Insurance / Reinsurance


NAIC Ponders the Possibility of Federal Preemption on Cybersecurity

November 26, 2018

At the Fall National Meeting in San Francisco of the National Association of Insurance Commissioners (NAIC), regulators on the Innovation and Technology Task Force received a report from the NAIC’s Washington staff about Congressional moves to preempt one of the NAIC’s key initiatives, the Model Act on Data Security, which the organization adopted last October and which South Carolina enacted earlier this year. The NAIC based its initiative largely on the groundbreaking regulations issued by the New York Department of Financial Services requiring every New York licensee or permit holder to conduct a risk assessment and take detailed steps to minimize the risk of a data breach and to have procedures in place for reporting and managing any such incident.

The Financial Services Committee of the U.S. House of Representatives passed a bill in September, H.R. 6743, on a party-line 32 to 20 vote, called the Consumer information Notification Requirement Act sponsored by Rep. Blaine Luetkemeyer (R-Mo.). This bill would create a hybrid regime under which federal financial authorities such as the Federal Reserve and Comptroller of the Currency would establish standards for preventing data breaches and for notifying customers of a data breach, but state insurance regulators would be tasked with enforcing those federal standards on licensed insurance companies and insurance producers, unless they take advantage of a confusing preemption provision discussed below. H.R. 6743 expressly preempts any contrary state laws or rules, except that it permits state insurance regulators to set their own standards for insurers and producers, “provided the standards established by such State or political subdivision do not impose any requirement that is in addition to or different from those standards, except where necessary to effectuate the purposes of this subtitle.’’ (emphasis added).
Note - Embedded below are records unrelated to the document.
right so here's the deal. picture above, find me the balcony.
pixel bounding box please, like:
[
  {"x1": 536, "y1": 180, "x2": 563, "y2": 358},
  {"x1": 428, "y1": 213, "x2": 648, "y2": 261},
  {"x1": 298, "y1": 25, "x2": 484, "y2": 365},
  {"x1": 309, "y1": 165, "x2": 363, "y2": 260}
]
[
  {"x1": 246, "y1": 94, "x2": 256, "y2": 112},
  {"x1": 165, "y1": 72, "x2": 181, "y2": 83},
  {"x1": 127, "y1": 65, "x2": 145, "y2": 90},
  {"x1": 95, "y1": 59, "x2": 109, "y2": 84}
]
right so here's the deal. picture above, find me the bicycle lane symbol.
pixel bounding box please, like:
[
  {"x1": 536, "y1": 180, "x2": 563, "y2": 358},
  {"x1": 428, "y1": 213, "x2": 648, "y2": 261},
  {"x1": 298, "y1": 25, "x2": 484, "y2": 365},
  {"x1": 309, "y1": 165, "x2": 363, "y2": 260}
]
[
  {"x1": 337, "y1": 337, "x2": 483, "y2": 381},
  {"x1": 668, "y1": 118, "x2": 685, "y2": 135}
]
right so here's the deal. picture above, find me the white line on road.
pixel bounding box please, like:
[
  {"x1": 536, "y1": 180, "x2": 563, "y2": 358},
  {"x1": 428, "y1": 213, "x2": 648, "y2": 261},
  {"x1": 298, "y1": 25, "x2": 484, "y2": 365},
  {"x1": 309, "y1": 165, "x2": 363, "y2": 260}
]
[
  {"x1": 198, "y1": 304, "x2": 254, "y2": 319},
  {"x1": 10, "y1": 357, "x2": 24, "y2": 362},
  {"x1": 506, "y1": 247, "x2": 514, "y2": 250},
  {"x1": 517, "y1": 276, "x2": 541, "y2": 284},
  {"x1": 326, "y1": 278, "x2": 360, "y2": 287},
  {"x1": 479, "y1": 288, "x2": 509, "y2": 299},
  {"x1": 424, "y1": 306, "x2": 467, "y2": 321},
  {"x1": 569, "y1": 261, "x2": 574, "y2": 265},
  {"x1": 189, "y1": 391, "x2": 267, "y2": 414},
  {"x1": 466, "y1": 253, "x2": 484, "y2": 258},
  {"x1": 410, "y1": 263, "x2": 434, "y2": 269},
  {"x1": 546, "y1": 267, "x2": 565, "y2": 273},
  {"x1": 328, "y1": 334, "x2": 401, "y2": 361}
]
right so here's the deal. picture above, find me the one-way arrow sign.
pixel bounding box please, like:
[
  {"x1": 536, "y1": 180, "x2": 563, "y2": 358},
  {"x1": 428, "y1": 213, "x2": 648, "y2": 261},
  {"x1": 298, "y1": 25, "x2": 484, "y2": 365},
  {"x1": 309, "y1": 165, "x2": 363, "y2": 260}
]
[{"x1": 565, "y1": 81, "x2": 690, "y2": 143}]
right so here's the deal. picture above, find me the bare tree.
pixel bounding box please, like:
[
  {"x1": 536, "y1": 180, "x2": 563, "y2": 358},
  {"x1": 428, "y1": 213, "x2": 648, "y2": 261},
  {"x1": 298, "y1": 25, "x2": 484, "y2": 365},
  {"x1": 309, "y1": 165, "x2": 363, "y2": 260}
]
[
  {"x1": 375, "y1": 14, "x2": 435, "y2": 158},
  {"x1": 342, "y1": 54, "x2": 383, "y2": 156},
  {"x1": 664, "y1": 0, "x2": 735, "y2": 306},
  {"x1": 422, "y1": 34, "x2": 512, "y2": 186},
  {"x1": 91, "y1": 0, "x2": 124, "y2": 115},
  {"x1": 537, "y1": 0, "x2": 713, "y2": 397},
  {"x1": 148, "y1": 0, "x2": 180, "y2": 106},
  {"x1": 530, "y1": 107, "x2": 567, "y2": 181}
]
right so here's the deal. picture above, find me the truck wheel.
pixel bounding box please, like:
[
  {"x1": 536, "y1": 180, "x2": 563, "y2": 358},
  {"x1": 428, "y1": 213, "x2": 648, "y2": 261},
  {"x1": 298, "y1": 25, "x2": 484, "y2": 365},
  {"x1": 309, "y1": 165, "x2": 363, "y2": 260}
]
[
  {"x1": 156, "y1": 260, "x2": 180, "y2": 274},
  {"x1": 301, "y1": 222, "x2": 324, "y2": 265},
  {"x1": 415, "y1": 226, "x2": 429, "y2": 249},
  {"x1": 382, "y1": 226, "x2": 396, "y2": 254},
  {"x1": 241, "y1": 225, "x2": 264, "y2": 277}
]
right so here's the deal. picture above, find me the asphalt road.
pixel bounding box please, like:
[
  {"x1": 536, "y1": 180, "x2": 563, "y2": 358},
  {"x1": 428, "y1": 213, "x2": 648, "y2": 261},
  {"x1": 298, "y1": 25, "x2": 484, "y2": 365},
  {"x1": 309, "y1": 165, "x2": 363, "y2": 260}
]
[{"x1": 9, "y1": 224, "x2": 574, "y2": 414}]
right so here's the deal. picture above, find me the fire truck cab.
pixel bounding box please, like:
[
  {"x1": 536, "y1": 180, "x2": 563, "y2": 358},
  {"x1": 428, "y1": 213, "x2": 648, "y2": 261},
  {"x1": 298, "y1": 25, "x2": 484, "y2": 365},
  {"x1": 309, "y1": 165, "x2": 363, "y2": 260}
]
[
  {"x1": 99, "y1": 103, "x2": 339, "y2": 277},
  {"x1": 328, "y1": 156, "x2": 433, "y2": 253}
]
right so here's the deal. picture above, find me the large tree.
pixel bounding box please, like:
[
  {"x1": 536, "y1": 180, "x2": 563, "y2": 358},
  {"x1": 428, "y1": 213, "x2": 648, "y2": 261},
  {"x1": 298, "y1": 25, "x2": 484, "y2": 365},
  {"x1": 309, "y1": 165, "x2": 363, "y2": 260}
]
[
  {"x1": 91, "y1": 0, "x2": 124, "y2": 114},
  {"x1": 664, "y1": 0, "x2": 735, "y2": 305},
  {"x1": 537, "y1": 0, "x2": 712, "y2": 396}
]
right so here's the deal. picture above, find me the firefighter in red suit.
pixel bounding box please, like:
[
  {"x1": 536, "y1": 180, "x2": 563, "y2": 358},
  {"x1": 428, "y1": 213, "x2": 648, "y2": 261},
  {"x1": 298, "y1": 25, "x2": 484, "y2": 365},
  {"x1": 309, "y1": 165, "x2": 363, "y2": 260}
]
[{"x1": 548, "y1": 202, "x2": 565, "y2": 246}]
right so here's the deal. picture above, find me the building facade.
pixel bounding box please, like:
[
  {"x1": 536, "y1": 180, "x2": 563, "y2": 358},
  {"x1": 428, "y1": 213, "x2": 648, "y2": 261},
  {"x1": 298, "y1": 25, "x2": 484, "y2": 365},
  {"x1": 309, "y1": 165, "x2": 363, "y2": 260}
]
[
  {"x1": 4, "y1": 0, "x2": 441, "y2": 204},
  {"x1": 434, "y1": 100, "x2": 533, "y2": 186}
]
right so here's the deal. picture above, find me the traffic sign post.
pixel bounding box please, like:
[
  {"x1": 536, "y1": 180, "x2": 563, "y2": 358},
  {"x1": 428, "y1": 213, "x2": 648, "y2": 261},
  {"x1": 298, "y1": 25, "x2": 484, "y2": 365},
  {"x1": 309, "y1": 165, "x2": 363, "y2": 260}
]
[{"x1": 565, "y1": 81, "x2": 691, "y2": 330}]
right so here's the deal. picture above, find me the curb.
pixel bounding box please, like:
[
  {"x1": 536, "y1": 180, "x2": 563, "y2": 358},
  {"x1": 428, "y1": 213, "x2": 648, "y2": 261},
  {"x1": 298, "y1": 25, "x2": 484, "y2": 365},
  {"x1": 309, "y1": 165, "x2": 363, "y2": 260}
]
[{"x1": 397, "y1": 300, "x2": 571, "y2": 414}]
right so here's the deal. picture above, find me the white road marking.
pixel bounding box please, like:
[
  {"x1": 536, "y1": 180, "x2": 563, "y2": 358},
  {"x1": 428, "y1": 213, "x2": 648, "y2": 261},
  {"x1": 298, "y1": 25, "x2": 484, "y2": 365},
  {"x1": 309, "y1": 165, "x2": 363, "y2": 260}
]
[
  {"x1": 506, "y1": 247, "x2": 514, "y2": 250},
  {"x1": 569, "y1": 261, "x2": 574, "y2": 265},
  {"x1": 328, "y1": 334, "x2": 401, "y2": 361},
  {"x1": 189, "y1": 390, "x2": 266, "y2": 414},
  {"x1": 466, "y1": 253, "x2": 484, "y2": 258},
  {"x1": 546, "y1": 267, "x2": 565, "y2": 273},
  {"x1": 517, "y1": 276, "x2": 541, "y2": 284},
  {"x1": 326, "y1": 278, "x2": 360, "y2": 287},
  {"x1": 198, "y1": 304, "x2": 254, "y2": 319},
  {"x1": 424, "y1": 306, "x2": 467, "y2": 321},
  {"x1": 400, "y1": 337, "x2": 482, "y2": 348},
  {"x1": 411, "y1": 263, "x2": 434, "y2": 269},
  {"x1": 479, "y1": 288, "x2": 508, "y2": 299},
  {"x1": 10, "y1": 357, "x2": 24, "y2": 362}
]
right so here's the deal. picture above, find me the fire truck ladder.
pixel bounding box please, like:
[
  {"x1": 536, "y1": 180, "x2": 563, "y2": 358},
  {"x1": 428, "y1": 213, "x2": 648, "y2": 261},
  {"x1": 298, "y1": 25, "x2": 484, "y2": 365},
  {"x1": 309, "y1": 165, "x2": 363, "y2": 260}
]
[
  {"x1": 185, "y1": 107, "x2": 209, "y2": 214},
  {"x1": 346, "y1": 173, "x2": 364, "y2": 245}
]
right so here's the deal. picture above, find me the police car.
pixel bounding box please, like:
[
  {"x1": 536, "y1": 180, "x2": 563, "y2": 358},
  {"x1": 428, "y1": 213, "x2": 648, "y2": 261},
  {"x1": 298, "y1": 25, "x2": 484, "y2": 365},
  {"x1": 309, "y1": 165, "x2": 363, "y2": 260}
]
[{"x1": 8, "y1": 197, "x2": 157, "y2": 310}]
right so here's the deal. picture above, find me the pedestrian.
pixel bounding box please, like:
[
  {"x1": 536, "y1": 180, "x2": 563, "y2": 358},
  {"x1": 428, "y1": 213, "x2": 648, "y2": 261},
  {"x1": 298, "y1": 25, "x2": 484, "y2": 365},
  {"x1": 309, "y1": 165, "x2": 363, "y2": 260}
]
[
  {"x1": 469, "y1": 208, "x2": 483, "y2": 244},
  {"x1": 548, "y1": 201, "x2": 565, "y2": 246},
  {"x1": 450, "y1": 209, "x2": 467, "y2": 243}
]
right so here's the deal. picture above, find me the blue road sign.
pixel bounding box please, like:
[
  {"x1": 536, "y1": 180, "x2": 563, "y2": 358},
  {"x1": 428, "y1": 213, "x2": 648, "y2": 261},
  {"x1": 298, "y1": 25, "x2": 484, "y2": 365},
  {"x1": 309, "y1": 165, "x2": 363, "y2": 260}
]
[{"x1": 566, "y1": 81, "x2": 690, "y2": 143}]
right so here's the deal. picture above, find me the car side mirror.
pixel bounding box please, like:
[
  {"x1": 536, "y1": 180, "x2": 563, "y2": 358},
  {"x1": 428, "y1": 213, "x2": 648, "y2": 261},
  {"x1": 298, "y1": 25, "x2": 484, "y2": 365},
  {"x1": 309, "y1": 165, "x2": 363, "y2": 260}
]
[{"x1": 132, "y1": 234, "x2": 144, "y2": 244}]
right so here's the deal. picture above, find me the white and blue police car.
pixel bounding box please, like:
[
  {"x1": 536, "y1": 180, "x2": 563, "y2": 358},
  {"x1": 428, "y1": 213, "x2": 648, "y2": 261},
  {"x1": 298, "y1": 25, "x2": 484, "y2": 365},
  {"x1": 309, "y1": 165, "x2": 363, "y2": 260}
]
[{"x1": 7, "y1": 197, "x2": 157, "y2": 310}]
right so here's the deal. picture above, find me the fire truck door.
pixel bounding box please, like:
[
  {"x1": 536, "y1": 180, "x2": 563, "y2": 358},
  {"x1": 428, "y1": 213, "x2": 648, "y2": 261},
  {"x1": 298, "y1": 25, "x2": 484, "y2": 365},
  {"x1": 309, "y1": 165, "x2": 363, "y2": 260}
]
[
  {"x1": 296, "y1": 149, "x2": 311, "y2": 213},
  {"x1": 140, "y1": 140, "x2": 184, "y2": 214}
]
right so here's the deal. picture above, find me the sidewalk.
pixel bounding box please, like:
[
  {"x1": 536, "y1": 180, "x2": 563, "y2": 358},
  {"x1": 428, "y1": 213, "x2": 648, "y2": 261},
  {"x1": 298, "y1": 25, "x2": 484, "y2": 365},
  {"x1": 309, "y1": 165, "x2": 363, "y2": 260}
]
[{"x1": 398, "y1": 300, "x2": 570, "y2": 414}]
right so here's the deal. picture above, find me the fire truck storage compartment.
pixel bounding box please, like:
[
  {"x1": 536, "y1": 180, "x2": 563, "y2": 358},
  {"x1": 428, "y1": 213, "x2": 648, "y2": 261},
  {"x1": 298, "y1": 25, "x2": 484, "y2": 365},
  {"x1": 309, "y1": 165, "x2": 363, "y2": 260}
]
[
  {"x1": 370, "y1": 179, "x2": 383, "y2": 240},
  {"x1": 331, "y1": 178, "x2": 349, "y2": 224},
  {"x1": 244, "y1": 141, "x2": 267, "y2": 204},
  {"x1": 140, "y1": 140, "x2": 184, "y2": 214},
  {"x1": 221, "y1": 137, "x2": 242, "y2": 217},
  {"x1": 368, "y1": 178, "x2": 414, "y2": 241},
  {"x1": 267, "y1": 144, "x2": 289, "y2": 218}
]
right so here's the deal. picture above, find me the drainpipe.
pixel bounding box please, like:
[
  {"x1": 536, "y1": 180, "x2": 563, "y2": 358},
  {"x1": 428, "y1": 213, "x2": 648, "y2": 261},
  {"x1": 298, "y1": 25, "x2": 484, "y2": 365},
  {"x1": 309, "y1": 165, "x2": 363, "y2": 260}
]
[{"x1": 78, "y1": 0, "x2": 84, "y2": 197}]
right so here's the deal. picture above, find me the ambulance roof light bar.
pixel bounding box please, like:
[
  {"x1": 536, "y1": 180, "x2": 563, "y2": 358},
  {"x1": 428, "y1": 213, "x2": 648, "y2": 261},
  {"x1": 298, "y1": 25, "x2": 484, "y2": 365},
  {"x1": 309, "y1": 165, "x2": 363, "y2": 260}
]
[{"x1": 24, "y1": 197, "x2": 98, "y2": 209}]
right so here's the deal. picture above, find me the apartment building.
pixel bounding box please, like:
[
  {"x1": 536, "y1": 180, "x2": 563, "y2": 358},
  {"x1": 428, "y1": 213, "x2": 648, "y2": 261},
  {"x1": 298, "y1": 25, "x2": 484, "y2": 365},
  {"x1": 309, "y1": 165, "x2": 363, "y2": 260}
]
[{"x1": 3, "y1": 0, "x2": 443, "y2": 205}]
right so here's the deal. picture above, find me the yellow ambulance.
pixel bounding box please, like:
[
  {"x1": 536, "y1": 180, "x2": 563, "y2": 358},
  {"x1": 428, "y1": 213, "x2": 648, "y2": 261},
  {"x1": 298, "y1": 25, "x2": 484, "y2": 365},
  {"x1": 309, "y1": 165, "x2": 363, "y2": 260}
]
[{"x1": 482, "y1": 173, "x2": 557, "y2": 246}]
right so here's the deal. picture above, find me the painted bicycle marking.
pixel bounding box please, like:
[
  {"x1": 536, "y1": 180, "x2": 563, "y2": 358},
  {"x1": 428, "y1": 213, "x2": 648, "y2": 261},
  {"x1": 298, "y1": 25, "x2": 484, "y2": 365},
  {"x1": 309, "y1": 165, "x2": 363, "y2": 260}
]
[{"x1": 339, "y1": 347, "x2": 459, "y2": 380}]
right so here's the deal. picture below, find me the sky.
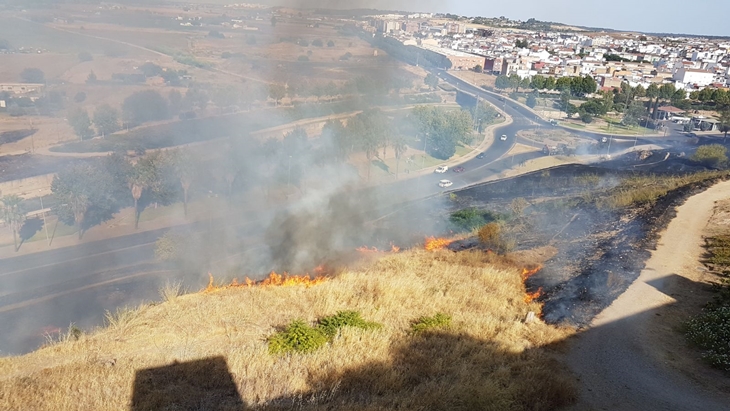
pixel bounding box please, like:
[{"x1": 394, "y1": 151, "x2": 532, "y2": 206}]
[{"x1": 276, "y1": 0, "x2": 730, "y2": 37}]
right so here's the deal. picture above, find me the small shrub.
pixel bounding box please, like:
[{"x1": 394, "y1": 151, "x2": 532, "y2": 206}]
[
  {"x1": 450, "y1": 208, "x2": 486, "y2": 230},
  {"x1": 477, "y1": 222, "x2": 515, "y2": 253},
  {"x1": 317, "y1": 310, "x2": 381, "y2": 338},
  {"x1": 580, "y1": 113, "x2": 593, "y2": 123},
  {"x1": 411, "y1": 313, "x2": 451, "y2": 333},
  {"x1": 268, "y1": 320, "x2": 328, "y2": 355},
  {"x1": 297, "y1": 55, "x2": 309, "y2": 62},
  {"x1": 159, "y1": 281, "x2": 183, "y2": 302},
  {"x1": 268, "y1": 311, "x2": 381, "y2": 355},
  {"x1": 692, "y1": 144, "x2": 727, "y2": 168},
  {"x1": 685, "y1": 306, "x2": 730, "y2": 370}
]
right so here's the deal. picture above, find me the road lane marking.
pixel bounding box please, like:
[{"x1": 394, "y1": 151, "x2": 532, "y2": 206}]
[
  {"x1": 0, "y1": 243, "x2": 154, "y2": 278},
  {"x1": 0, "y1": 269, "x2": 175, "y2": 314}
]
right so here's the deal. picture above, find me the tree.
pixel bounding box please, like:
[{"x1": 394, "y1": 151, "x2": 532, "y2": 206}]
[
  {"x1": 622, "y1": 101, "x2": 646, "y2": 126},
  {"x1": 139, "y1": 62, "x2": 163, "y2": 77},
  {"x1": 691, "y1": 144, "x2": 727, "y2": 168},
  {"x1": 122, "y1": 90, "x2": 169, "y2": 126},
  {"x1": 86, "y1": 70, "x2": 97, "y2": 84},
  {"x1": 473, "y1": 64, "x2": 483, "y2": 73},
  {"x1": 413, "y1": 106, "x2": 473, "y2": 161},
  {"x1": 74, "y1": 92, "x2": 86, "y2": 103},
  {"x1": 424, "y1": 73, "x2": 439, "y2": 90},
  {"x1": 327, "y1": 40, "x2": 335, "y2": 47},
  {"x1": 68, "y1": 108, "x2": 94, "y2": 140},
  {"x1": 184, "y1": 87, "x2": 209, "y2": 110},
  {"x1": 128, "y1": 154, "x2": 161, "y2": 229},
  {"x1": 169, "y1": 149, "x2": 197, "y2": 217},
  {"x1": 20, "y1": 68, "x2": 45, "y2": 83},
  {"x1": 1, "y1": 195, "x2": 25, "y2": 252},
  {"x1": 580, "y1": 112, "x2": 593, "y2": 123},
  {"x1": 495, "y1": 75, "x2": 511, "y2": 90},
  {"x1": 526, "y1": 93, "x2": 537, "y2": 108},
  {"x1": 312, "y1": 39, "x2": 324, "y2": 47},
  {"x1": 565, "y1": 103, "x2": 578, "y2": 118},
  {"x1": 530, "y1": 75, "x2": 545, "y2": 90},
  {"x1": 392, "y1": 133, "x2": 408, "y2": 179},
  {"x1": 269, "y1": 84, "x2": 286, "y2": 106},
  {"x1": 555, "y1": 76, "x2": 572, "y2": 92},
  {"x1": 93, "y1": 104, "x2": 120, "y2": 137},
  {"x1": 321, "y1": 120, "x2": 350, "y2": 162},
  {"x1": 271, "y1": 15, "x2": 277, "y2": 27},
  {"x1": 718, "y1": 110, "x2": 730, "y2": 140},
  {"x1": 543, "y1": 76, "x2": 556, "y2": 91}
]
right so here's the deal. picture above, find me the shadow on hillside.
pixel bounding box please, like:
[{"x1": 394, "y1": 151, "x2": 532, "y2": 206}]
[
  {"x1": 131, "y1": 356, "x2": 244, "y2": 411},
  {"x1": 260, "y1": 331, "x2": 575, "y2": 411},
  {"x1": 128, "y1": 275, "x2": 726, "y2": 411}
]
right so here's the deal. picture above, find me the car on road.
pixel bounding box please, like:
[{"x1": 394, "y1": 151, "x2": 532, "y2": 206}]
[
  {"x1": 434, "y1": 165, "x2": 448, "y2": 173},
  {"x1": 500, "y1": 134, "x2": 508, "y2": 141},
  {"x1": 601, "y1": 136, "x2": 608, "y2": 143},
  {"x1": 452, "y1": 166, "x2": 465, "y2": 173},
  {"x1": 476, "y1": 152, "x2": 486, "y2": 159},
  {"x1": 438, "y1": 179, "x2": 453, "y2": 188}
]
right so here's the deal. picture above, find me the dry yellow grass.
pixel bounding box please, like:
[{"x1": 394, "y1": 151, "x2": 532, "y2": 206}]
[{"x1": 0, "y1": 249, "x2": 575, "y2": 410}]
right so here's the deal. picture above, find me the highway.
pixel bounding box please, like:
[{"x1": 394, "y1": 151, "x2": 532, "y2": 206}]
[{"x1": 0, "y1": 70, "x2": 679, "y2": 355}]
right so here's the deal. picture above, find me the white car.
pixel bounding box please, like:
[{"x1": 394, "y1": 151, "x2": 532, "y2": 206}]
[
  {"x1": 434, "y1": 165, "x2": 449, "y2": 173},
  {"x1": 438, "y1": 179, "x2": 453, "y2": 188},
  {"x1": 500, "y1": 134, "x2": 508, "y2": 141}
]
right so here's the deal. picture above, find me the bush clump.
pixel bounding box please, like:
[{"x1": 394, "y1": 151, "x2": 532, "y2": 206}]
[
  {"x1": 477, "y1": 222, "x2": 515, "y2": 253},
  {"x1": 685, "y1": 306, "x2": 730, "y2": 370},
  {"x1": 268, "y1": 311, "x2": 381, "y2": 355},
  {"x1": 691, "y1": 144, "x2": 728, "y2": 168},
  {"x1": 450, "y1": 208, "x2": 486, "y2": 230},
  {"x1": 411, "y1": 313, "x2": 452, "y2": 333}
]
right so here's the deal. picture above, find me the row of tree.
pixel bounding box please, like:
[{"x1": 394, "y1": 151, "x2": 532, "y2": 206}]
[{"x1": 495, "y1": 74, "x2": 598, "y2": 97}]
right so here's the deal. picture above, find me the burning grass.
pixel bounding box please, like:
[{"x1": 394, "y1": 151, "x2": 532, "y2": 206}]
[
  {"x1": 0, "y1": 249, "x2": 575, "y2": 411},
  {"x1": 203, "y1": 270, "x2": 327, "y2": 292}
]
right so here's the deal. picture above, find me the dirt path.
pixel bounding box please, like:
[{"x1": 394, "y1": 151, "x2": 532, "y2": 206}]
[{"x1": 565, "y1": 180, "x2": 730, "y2": 411}]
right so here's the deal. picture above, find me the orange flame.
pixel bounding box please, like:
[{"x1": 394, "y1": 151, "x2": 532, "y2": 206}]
[
  {"x1": 203, "y1": 271, "x2": 326, "y2": 293},
  {"x1": 390, "y1": 243, "x2": 400, "y2": 253},
  {"x1": 521, "y1": 265, "x2": 542, "y2": 281},
  {"x1": 524, "y1": 287, "x2": 543, "y2": 303},
  {"x1": 356, "y1": 246, "x2": 379, "y2": 253},
  {"x1": 424, "y1": 237, "x2": 452, "y2": 251}
]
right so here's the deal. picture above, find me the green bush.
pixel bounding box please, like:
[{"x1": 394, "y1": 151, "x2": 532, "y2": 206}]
[
  {"x1": 317, "y1": 310, "x2": 381, "y2": 338},
  {"x1": 691, "y1": 144, "x2": 727, "y2": 168},
  {"x1": 268, "y1": 320, "x2": 328, "y2": 355},
  {"x1": 450, "y1": 208, "x2": 486, "y2": 230},
  {"x1": 685, "y1": 306, "x2": 730, "y2": 370},
  {"x1": 411, "y1": 313, "x2": 452, "y2": 333},
  {"x1": 268, "y1": 311, "x2": 381, "y2": 355}
]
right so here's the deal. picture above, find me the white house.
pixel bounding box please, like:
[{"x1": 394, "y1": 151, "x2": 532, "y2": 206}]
[{"x1": 673, "y1": 68, "x2": 715, "y2": 87}]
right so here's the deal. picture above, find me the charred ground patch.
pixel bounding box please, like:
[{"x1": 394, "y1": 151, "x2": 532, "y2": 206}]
[{"x1": 373, "y1": 158, "x2": 730, "y2": 327}]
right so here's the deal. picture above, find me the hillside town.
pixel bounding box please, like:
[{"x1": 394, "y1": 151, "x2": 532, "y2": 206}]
[{"x1": 362, "y1": 14, "x2": 730, "y2": 95}]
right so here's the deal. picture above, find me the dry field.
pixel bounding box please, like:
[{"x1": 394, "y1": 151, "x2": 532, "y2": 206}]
[{"x1": 0, "y1": 248, "x2": 575, "y2": 411}]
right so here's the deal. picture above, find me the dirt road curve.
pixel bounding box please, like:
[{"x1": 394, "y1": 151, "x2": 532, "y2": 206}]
[{"x1": 566, "y1": 180, "x2": 730, "y2": 411}]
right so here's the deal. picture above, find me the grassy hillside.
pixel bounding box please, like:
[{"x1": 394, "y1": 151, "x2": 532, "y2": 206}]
[{"x1": 0, "y1": 248, "x2": 575, "y2": 411}]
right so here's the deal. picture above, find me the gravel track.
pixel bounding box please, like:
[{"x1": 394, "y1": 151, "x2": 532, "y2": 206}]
[{"x1": 565, "y1": 180, "x2": 730, "y2": 411}]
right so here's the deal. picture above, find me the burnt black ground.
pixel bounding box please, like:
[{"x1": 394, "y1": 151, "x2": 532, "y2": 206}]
[{"x1": 376, "y1": 157, "x2": 727, "y2": 327}]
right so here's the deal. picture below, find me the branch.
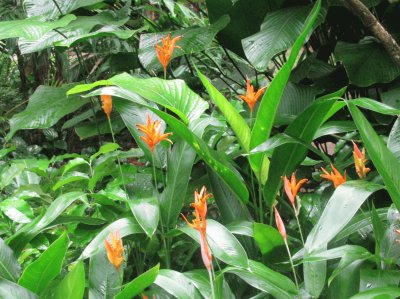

Presumably, this means the New York Superintendent and South Carolina Commissioner can invoke the exception and argue that the panoply of requirements imposed by their respective states all “effectuate the purposes” of the bill and are therefore not preempted.

The question may be academic in light of the Democrats taking control of the House in 2019 and installing a Democratic Chair of the Committee. The NAIC staff noted that incoming Chair Maxine Waters (D-Cal.) opposed H.R. 6743, and she may be more solicitous of state insurance regulators’ authority to oversee cybersecurity measures, even if that does not produce the kind of national uniformity which Rep. Luetkemeyer was seeking. It is also possible that influential Senators on the Banking Committee with jurisdiction over insurance-related bills will also defer to the NAIC and individual state commissioners. One scenario mentioned by NAIC staff was for Congress to set a “floor” of minimum data security standards applicable to all financial institutions, including insurers and producers, but allow individual states, like New York and South Carolina, to augment them.

Given all of these uncertainties, insurers and producers should not assume that Congress will broadly preempt state versions of the NAIC Insurer Data Security Model Act.